Jurassic World: Dominion brings the least to the table of this franchise and dinosaur movies in general.

Jurassic World: Dominion (2022) Review By

Published on June 16, 2022

Rating 2 /5


If the previous two Jurassic World movies were considered safe retreads, Dominion arrives safest and blandest of the trilogy. Here is a film that feels less like a thrilling adventure of dinosaurs in modern times and more like a nostalgic special for Jurassic Park fans. For the first time in decades, you’ll be able to see the original Jurassic Park stars of Sam Neill, Laura Dern, and Jeff Goldblum together again. Don’t expect them to expand on their characters though as they mostly just get out of the way for the dinosaur spectacle.

It seems to be business as usual for the Jurassic crew new and old. The events of Fallen Kingdom have led to dinosaurs running rampant around the world. Some of them are too wild to contain while others have become black-market items. A new corporation, Biosyn, is taking advantage of this situation by housing and studying the dinosaurs for all the scientific breakthroughs they may be worth.
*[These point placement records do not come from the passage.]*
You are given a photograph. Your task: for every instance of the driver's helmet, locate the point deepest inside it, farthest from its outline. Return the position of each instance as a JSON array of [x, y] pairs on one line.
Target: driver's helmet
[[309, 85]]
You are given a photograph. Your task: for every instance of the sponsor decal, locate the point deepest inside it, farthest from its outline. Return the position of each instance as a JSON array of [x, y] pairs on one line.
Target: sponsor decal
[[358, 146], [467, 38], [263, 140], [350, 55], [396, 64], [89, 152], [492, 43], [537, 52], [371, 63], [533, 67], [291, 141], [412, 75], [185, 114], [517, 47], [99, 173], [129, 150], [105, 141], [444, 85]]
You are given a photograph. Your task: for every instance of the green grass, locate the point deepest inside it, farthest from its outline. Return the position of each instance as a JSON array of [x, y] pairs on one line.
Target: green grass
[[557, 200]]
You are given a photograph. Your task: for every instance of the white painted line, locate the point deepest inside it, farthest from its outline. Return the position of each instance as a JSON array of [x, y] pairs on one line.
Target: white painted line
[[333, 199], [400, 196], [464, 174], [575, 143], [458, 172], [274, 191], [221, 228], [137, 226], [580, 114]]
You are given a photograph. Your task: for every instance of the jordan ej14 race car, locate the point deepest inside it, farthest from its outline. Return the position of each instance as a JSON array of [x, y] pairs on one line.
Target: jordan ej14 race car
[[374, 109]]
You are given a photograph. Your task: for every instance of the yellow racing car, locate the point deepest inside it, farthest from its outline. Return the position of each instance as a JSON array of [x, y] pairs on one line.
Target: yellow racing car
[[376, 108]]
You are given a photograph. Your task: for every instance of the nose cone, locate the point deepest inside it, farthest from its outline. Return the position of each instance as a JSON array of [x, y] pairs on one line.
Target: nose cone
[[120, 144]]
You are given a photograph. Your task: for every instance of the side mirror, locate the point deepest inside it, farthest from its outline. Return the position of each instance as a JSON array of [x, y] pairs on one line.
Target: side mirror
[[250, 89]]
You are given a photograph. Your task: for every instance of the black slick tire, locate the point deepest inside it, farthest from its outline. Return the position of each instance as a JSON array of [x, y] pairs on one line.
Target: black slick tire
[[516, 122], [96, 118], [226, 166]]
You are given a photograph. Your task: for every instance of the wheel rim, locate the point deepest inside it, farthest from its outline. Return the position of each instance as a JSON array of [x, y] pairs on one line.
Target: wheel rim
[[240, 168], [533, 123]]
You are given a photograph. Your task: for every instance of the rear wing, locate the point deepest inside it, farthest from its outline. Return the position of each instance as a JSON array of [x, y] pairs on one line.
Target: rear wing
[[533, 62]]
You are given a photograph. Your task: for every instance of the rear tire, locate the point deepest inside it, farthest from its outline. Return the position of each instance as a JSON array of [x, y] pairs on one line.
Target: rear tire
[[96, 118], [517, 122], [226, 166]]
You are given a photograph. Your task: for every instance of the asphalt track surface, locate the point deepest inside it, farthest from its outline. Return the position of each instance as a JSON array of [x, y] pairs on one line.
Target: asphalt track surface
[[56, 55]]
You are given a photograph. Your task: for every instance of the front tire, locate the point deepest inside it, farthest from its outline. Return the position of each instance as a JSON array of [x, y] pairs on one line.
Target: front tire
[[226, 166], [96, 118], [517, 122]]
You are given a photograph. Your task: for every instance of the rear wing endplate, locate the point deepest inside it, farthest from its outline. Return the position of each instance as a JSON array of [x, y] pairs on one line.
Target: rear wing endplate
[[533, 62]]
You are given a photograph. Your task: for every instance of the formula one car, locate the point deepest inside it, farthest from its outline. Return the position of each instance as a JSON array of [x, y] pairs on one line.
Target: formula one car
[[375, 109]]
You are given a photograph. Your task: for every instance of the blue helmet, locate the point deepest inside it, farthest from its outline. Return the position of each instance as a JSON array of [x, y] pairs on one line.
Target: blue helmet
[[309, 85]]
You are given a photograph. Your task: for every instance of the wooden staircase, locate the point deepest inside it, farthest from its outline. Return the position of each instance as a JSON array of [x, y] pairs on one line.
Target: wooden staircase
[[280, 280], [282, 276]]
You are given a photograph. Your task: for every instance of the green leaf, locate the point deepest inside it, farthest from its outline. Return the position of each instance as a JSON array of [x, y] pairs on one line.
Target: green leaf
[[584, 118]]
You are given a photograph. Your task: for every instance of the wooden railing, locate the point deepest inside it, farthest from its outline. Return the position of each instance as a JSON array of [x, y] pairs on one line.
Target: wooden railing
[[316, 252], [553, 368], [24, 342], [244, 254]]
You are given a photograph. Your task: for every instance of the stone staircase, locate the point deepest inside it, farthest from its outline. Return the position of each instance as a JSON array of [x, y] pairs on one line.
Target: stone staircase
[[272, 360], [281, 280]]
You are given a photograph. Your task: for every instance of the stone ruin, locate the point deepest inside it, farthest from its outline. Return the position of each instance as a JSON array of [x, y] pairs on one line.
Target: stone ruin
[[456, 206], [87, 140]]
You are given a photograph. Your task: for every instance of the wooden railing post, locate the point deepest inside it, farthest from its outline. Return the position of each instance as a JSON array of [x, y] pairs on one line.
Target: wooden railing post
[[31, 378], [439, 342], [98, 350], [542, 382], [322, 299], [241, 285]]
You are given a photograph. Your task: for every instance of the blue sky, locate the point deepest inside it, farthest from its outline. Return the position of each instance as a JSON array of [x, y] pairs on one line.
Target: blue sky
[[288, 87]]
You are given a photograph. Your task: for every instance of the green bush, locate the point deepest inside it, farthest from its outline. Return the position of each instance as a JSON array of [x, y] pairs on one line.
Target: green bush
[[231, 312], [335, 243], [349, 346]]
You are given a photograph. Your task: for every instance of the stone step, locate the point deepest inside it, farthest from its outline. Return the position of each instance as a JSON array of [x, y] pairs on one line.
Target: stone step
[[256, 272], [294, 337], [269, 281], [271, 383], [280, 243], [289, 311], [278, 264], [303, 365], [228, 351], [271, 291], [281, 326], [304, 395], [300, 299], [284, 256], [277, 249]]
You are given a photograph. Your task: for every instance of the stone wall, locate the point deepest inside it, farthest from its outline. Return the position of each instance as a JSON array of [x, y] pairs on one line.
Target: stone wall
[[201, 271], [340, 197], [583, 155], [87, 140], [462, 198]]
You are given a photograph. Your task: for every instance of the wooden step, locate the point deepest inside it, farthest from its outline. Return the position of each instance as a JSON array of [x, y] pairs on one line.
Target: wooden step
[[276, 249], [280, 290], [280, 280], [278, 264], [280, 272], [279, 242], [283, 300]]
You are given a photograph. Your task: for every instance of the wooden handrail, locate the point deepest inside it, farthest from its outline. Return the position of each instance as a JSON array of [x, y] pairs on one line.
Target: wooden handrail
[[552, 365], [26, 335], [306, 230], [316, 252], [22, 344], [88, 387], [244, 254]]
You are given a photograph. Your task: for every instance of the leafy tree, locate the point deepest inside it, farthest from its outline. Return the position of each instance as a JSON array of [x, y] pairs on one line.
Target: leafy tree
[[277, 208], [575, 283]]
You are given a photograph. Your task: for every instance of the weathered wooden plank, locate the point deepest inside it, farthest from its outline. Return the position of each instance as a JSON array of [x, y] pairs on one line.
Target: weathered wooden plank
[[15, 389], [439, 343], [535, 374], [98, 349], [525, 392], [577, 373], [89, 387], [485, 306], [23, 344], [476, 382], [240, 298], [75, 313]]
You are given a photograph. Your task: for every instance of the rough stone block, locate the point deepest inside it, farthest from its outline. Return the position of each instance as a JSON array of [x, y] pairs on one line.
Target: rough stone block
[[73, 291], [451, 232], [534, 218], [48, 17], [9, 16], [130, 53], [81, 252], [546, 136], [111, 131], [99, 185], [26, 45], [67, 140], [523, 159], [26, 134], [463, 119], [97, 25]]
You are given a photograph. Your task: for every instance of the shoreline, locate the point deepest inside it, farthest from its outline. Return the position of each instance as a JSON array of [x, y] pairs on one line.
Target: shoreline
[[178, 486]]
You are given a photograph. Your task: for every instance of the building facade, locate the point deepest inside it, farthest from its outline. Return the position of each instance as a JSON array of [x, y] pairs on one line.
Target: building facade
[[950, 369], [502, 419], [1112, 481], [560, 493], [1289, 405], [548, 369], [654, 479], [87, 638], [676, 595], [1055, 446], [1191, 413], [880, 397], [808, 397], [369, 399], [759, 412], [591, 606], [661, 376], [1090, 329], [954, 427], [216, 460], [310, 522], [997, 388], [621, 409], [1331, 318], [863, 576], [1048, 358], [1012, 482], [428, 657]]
Of course, the corporation is greedy, and evil, and, in the words of Goldblum’s Ian Malcolm, spent more time asking if they could rather than if they should. So there’s another billionaire to prove wrong and another dinosaur enclosure to escape from.

The Jurassic World ensemble is back but with more on their plate besides developing better as people. Owen Grady (Chris Pratt) is still doing his dinosaur wrangling thing which is even more needed in a time where farm ranges are rampant with rampaging prehistoric creatures. While he keeps mountain ranges free of dinosaur stampedes and sees his old raptor pal Blue is safe, his love interest Claire Dearing (Bryce Dallas Howard) is still doing her revolution thing of freeing dinosaurs from captivity, despite such an act being what led to the current state of dinosaurs being on the loose to terrorize the public. The two save dinos by day and by night they look after their adopted teen Maisie Lockwood (Isabella Sermon), a clone that is highly sought by Biosyn.

The Jurassic Park crew returns as well, also doing the same old things. Ellie Statler (Dern) is investigating Biosyn for genetically modified bugs and still finds herself fascinated by dinosaurs. Alan Grant (Neill) is still working at excavation sites digging up fossils but is willing to drop it all if it means working with Ellie again. Ian Malcolm (Goldblum) is still lecturing and stammering about evolution and the dangers of genetics. They’re all brought together again by the dangers of another corporation and once more fleeing dinosaurs they’re trying not to harm.

Of course, the real draw for another Jurassic World is the dinosaurs and you get plenty of them here. There are dinosaurs small enough to be considered as pesky as rampaging turkeys or massive ones large enough to smash into buildings. Despite placing these creatures in far more than an enclosed setting of nature, don’t get too excited. The dinosaur co-existence is given a rather brief exploration before the film settles into a needlessly complicated plot of genetic manipulation, underground dinosaur sales, greedy corporate interests, and revelations made about cloning. All of it is mashed together and churned out agonizingly slow in a slog of an adventure that runs 2.5 hours long.

This film is almost like a testing ground to see how many times you can watch the same dino theatrics before they grow tiresome. If you've seen all five previous films, you’re likely aware of the common trope where humans try to remain quiet while a massive dinosaur tries to hunt them, breathing heavily and roaring while stalking its prey. Well, you get a lot of that here. Too much, in fact. By the time the film gets to the fourth sequence of Claire running and hiding from dinosaurs, the glamor of the detailed CGI creatures wears off fast.

Jurassic World: Dominion brings the least to the table of this franchise and dinosaur movies in general. The characters become boring vehicles of exposition and merely reiterate past tropes with little to no reinvention of their quirks. The most we get is the usually cynical and dry-witted Ian deciding that this time he won’t undo his shirt. The film spends so much time focusing on these charisma-free characters that it hardly has time to address the more compelling figures of the mercenary pilot Kayla Watts (DeWanda Wise) or the morally conflicted Biosyn communications head Ramsay Cole (Mamoudou Athie). Rather than better develop these characters, Dominion remains stuck in a nostalgic past it feels like it can never escape from.